University of Kansas Medical Center
Fairway, Kansas, United States
Pain intensity and pain interference using a Visual Analog Scale
Patient- and caregiver-reported outcome. 0-10 with higher scores reflecting worse pain.
Time frame: From enrollment to the end of treatment at 8 weeks
Health-related quality of life using a Questionnaire
Patient- and caregiver-reported ouctome.The PROMIS-29+2 Profile is a patient-reported outcome measure with domain scores converted to standardized T-scores (mean = 50, SD = 10), where higher scores indicate worse symptoms for anxiety, depression, fatigue, sleep disturbance, and pain interference, better functioning for physical function, social participation, and cognitive function, and pain intensity is rated separately on a 0-10 scale with higher scores indicating greater pain.

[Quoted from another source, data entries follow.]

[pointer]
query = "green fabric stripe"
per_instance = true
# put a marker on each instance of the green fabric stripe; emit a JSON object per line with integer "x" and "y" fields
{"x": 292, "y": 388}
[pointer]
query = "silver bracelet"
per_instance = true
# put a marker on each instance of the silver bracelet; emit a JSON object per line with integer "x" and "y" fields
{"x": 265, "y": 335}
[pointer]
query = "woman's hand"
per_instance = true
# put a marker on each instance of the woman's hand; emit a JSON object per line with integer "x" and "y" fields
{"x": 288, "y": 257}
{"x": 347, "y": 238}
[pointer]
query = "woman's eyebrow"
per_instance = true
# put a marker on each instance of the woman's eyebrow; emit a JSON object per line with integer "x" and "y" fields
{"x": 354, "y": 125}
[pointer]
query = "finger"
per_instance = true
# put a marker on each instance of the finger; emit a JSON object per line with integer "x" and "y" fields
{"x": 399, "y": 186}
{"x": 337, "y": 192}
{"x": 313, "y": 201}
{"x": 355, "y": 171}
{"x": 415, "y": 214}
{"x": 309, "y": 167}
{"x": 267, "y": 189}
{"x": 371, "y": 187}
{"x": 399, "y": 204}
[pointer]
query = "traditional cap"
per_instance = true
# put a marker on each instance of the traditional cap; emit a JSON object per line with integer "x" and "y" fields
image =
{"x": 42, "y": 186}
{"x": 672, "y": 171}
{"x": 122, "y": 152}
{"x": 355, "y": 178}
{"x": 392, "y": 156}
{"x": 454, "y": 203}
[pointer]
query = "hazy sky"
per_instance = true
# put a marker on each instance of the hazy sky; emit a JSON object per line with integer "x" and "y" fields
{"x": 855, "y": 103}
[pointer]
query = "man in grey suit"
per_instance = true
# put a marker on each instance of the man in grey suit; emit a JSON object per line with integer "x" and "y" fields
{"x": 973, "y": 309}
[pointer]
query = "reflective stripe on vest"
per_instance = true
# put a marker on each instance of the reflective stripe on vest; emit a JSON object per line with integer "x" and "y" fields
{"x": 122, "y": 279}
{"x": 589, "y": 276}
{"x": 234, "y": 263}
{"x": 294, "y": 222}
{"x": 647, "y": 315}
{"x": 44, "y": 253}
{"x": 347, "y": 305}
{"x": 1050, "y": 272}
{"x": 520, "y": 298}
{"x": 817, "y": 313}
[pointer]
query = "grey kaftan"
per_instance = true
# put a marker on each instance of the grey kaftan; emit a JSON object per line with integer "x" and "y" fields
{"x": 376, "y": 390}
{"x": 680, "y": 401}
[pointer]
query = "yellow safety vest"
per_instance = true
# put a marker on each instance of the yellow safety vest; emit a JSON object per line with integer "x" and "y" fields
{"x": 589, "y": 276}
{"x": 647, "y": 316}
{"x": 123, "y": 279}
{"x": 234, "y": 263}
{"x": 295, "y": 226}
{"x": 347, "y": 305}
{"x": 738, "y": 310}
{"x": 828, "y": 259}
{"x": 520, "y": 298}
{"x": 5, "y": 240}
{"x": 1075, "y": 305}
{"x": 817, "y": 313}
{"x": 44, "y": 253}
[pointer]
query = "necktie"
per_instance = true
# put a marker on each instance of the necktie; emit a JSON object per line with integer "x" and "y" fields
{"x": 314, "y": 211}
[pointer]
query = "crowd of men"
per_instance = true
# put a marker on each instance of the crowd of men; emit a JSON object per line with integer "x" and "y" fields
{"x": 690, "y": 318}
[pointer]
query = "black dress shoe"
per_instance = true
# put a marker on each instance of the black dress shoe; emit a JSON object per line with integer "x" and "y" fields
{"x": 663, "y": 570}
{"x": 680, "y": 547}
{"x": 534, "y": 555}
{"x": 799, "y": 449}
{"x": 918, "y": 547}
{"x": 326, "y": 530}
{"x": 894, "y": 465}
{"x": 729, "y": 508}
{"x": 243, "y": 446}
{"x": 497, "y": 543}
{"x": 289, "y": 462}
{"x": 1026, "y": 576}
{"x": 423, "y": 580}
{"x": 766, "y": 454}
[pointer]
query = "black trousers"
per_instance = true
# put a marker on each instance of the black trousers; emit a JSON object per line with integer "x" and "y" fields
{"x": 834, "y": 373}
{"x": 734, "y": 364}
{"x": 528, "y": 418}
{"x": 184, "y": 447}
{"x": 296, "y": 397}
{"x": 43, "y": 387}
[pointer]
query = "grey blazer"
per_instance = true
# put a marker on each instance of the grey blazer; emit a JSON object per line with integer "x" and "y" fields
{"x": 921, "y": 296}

Time frame: From enrollment to end of treatment at 8 weeks
Physical Function via Functional Activities Questionnaire
Caregiver-reported outcome. FAQ is 0-30 with higher scores indicating worse impairment.
Time frame: From enrollment to end of treatment at 8 weeks.
Montreal Cognitive Assessment (MoCA) for brief global cognitive screening
Cognitive screener completed by the participant and administered by the study coordinator. The Montreal Cognitive Assessment (MoCA) is a 30-point cognitive screening tool assessing multiple cognitive domains, with total scores ranging from 0 to 30 and higher scores indicating better cognitive function.
Time frame: From enrollment to end of treatment at 8 weeks.
Central sensitization
Physical assessment of the participant. Temporal summation is a quantitative sensory testing measure of central sensitization calculated as the increase in reported pain intensity following repeated identical stimuli, with higher values indicating greater pain facilitation.
Time frame: From enrollment to end of treatment at 8 weeks.
Ketone levels
We will run a correlational analysis on depth of ketosis and change in pain intensity. We will consider 'nutritional ketosis' as 0.5 mmol/L or higher.
Time frame: From enrollment to end of treatment at 8 weeks.